Mike McKay says Erie Hack provides shared solutions to shared problemsMike McKay says Erie Hack provides shared solutions to shared problems

UWindsor research team joins province-wide COVID wastewater project

Researcher Mike McKay of the Great Lakes Institute for Environmental Research and his team will be part of a first-of-its-kind province-wide SARS-CoV-2 wastewater surveillance project announced yesterday and supported by Ontario Genomics, Genome Canada, and the biotech company Illumina.

Dr. McKay will collaborate with Ontario Genomics, University of Guelph, University of Ottawa, Children’s Hospital of Eastern Ontario, and others to analyze COVID-19 in wastewater to improve public health response and better understand outbreaks in communities across Ontario.

The project will enhance critical province-wide co-ordination and viral surveillance and support provincial and national efforts to understand how the virus that causes COVID-19, SARS-CoV-2, is changing over time through emerging variants, including variants of concern.

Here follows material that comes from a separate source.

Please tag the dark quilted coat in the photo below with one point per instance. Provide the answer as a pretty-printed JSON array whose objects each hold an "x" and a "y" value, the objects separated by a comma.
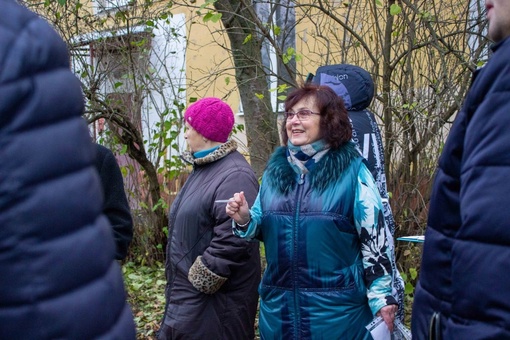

The virus responsible for COVID-19 is shed in feces. Early in the pandemic, McKay and his team from the UWindsor faculties of Science and Engineering recognized that trends in infection rates in communities can be determined by detecting the presence of the virus’s genetic signature in sewage entering wastewater treatment plants.

“An alternative to testing individuals lies literally beneath our feet in our municipal sewer systems,” McKay explained. “A 24-hour composite sample of raw sewage represents the fecal discharge of the entire community served by the plant, effectively providing a community-wide swab.”

Variants of concern have mutations that can make them more transmissible, capable of immune escape, and more likely to cause severe disease with a higher mortality rate, though wastewater surveillance can provide critical information about COVID-19 community spread sooner than individual test results or reports of illness.